Here it is June in the northern hemisphere, and already I'm sad that the days are starting to get shorter. Perhaps if I got outside more I wouldn’t have this problem.

I got a great new word this week by watching one of John McIntyre's periodic videos. This week he talked about thinnernyms, which constitute a special set of words that tend to show up in headlines, because the words are short. You've seen them: to vie, to vow, to quell, a pact, to dub, ire, a probe, to slate, to mull, to ink, to rue.

The UK writer and editor Andy Bodle cataloged a bunch of thinnernyms, which he lists as a "thinnernymicon" in an article in The Guardian from 2014.[1] (Brilliant headline for the article: "Sub ire as hacks slash word length.") In that same article, Bodle reports that he was "inordinately pleased" with himself for coining the word thinnernym, but was told that others had done so before him. (I can't antedate the word, tho.) As McIntyre notes, thinnernyms are useful when a writer needs a headline in a constrained space like a narrow newspaper column, and that perhaps the move to web-based news removes this constraint. It would be a bit of a shame if the art of wielding thinnernyms were lost.

Origins. One thing we talk a lot about in corporate America these days is bias (well, more specifically anti-bias training and unconscious bias.) Where does the word bias come from, I occasionally wonder.

Our corporate usage of the term is metaphoric, meaning having preconceived notions about something—that is, leaning to one side. But there are also more concrete definitions in math, electronics, and sewing and cooking ("cut on the bias "). In these cases, the word more specifically means oblique or diagonal.

Some of the earliest uses in English refer to sports: in the game of bowls, a ball could be weighted on one side, causing it to roll not-straight, so that the ball was said to "have bias." But there are also cites that show bias meaning just "diagonal." The OED has a note telling us that they can't decide which sense appeared first.

But everyone seems to agree that we got the word from French, and that it has cognates in other languages like Old Catalan.

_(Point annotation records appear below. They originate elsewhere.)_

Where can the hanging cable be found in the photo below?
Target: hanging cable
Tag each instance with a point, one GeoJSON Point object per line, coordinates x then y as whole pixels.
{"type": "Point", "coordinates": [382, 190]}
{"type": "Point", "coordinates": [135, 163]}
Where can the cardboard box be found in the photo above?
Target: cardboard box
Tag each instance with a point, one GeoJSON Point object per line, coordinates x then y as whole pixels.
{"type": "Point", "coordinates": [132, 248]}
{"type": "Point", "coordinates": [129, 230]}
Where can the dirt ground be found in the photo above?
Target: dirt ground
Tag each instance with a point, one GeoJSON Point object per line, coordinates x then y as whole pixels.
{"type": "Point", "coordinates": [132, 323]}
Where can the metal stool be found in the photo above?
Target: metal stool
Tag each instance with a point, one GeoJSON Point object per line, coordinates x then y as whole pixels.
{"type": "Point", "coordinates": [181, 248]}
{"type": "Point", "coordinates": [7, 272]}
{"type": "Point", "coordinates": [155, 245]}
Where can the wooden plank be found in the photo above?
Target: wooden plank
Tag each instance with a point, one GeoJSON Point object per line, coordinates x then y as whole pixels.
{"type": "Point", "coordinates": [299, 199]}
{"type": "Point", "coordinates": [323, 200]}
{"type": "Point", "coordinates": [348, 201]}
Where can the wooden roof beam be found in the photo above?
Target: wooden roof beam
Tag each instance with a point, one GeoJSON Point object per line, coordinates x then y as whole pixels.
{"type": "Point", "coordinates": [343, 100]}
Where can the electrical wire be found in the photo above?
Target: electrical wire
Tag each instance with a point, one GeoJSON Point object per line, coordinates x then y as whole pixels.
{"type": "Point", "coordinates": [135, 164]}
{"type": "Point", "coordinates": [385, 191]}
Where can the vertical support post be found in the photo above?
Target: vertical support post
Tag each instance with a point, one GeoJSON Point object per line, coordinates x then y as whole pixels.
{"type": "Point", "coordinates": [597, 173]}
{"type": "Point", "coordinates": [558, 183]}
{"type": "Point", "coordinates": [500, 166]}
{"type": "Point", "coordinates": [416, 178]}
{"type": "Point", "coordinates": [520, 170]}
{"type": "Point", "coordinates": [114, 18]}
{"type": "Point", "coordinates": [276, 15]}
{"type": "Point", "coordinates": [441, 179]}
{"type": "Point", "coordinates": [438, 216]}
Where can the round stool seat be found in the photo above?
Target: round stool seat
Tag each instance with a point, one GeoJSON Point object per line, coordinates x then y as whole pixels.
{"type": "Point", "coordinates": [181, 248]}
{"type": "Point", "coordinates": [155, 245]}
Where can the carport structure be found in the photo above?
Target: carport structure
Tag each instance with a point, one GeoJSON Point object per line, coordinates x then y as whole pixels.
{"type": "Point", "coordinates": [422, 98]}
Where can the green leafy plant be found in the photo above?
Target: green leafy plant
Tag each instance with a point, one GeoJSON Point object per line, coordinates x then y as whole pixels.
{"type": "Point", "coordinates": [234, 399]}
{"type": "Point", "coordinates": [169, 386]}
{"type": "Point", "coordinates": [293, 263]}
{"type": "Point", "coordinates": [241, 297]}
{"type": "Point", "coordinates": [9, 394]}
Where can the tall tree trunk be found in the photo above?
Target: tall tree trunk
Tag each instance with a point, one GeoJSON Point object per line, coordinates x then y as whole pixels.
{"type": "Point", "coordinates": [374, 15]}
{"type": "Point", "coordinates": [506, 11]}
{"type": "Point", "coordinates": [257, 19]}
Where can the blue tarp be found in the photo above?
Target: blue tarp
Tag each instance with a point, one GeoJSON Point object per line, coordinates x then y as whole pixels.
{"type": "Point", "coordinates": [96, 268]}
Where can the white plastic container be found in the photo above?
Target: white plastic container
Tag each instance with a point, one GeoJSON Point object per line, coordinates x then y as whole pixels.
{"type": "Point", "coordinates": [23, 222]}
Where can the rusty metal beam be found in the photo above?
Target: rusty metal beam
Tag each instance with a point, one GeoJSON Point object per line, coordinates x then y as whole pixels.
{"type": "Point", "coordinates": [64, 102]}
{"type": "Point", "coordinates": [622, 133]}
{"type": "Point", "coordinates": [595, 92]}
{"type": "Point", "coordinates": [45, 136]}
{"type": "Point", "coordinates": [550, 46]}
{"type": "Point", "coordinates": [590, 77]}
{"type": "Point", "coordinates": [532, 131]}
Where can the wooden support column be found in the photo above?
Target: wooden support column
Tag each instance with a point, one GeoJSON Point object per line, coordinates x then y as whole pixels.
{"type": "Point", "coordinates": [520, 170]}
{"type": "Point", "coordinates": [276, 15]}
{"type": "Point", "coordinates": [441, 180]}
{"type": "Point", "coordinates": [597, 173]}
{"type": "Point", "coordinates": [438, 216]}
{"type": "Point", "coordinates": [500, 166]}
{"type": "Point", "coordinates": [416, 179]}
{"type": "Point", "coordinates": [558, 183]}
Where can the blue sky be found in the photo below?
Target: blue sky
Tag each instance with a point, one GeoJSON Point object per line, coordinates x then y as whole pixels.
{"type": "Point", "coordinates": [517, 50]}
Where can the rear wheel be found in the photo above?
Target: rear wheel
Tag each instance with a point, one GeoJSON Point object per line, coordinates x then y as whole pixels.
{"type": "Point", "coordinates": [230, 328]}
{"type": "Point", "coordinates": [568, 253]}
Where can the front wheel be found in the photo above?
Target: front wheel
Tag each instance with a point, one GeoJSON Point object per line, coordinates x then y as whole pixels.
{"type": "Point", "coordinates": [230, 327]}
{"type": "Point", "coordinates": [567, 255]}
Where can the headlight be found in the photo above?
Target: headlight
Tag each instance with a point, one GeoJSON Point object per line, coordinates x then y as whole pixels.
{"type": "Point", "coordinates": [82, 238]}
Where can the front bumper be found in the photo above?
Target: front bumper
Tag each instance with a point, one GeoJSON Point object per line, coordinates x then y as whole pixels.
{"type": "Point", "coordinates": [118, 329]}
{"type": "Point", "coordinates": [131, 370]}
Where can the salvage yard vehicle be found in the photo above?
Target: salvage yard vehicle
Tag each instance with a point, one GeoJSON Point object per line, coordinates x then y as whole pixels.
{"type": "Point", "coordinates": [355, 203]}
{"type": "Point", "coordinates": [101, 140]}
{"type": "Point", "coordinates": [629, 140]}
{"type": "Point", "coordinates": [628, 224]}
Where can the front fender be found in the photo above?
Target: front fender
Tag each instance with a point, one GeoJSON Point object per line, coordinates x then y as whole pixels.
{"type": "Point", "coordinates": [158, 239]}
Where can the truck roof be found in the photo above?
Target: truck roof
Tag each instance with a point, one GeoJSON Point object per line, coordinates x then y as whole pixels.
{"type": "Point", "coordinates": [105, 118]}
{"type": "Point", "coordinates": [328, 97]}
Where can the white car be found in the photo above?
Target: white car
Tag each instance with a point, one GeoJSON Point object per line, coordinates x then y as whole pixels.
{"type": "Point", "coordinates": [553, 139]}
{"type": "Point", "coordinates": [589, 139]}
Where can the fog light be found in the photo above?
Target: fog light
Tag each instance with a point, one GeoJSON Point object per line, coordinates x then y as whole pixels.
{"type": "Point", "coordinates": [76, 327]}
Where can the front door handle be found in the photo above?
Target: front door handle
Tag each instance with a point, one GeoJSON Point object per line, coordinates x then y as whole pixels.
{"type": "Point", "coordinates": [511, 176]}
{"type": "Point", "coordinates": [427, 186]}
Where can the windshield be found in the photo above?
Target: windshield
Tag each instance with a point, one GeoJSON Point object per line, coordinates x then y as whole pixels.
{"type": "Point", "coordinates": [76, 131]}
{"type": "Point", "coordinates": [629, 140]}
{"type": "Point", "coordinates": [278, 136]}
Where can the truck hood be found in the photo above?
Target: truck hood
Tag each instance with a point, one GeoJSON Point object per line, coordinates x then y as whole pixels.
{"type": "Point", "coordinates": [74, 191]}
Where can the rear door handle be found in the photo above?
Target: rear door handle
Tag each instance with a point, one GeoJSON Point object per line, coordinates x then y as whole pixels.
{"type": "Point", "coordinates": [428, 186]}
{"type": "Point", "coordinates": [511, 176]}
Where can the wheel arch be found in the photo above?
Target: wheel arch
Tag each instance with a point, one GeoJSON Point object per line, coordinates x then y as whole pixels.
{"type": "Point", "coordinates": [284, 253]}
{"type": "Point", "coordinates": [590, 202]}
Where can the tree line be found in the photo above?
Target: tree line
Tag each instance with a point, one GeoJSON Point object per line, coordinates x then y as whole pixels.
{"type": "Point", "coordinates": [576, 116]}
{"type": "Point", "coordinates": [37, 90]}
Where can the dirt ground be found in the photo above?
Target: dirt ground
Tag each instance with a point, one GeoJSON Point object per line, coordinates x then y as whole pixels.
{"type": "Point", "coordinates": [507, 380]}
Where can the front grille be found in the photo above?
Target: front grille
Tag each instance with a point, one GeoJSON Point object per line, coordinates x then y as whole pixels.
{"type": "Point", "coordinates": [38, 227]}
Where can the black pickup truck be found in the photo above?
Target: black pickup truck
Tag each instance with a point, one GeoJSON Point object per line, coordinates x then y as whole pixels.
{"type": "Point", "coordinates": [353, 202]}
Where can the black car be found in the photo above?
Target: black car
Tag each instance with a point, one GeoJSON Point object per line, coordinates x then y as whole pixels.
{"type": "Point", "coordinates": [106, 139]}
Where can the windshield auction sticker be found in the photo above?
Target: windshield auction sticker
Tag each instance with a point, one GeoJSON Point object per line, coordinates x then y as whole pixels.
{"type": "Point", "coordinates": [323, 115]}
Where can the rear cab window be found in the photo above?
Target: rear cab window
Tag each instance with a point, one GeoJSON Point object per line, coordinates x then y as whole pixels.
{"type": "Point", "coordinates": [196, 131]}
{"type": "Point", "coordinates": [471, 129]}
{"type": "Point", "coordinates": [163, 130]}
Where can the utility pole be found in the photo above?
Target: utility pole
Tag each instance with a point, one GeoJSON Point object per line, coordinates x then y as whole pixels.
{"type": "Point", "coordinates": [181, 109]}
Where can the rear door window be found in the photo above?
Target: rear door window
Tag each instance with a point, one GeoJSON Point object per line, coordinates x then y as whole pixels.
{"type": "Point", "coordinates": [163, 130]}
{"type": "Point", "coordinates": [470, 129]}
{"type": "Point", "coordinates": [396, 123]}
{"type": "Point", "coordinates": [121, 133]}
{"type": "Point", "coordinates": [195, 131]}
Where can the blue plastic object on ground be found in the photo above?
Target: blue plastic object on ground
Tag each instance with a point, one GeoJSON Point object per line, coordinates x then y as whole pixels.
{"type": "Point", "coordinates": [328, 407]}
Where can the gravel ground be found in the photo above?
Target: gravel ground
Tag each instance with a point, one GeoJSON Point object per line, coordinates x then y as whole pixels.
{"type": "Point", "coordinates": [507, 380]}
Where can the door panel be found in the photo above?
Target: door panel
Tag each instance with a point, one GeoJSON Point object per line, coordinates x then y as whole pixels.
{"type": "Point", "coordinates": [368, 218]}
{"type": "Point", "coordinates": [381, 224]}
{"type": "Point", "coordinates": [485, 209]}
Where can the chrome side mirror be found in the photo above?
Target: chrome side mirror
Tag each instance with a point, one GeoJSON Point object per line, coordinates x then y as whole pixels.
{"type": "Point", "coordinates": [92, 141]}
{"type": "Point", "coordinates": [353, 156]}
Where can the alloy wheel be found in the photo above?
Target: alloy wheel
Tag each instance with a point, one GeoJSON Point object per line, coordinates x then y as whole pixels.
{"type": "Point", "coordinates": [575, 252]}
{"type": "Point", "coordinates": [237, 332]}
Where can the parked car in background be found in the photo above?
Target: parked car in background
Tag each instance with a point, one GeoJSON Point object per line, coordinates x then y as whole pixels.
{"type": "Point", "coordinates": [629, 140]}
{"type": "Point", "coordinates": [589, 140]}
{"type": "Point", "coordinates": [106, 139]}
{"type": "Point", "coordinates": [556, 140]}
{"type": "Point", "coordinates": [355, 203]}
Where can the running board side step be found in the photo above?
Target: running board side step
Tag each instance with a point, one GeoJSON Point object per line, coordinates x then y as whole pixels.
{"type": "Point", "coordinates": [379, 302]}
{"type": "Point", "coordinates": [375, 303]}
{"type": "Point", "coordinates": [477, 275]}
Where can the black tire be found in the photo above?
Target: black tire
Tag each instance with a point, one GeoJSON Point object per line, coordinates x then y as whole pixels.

That means it probably came into French from Latin (bigassius), and Latin got it from a Greek word epikarsios, meaning "on the oblique." Is a theory. (The initial ep- lost its e and p became b, because phonology.) Douglas Harper relates the karsios root to an old proposed root *sker that is the source of many words, including scar, sheer, screw, shard, and shore, all having to do with obliques and diagonals in one form or another.

[1] I wondered about the -icon ending that Bodle used. In England, a pantechnicon is apparently used to mean a warehouse for furniture (also, a big truck for moving furniture). I can't otherwise suss out how the -icon ending might represent a collection of things.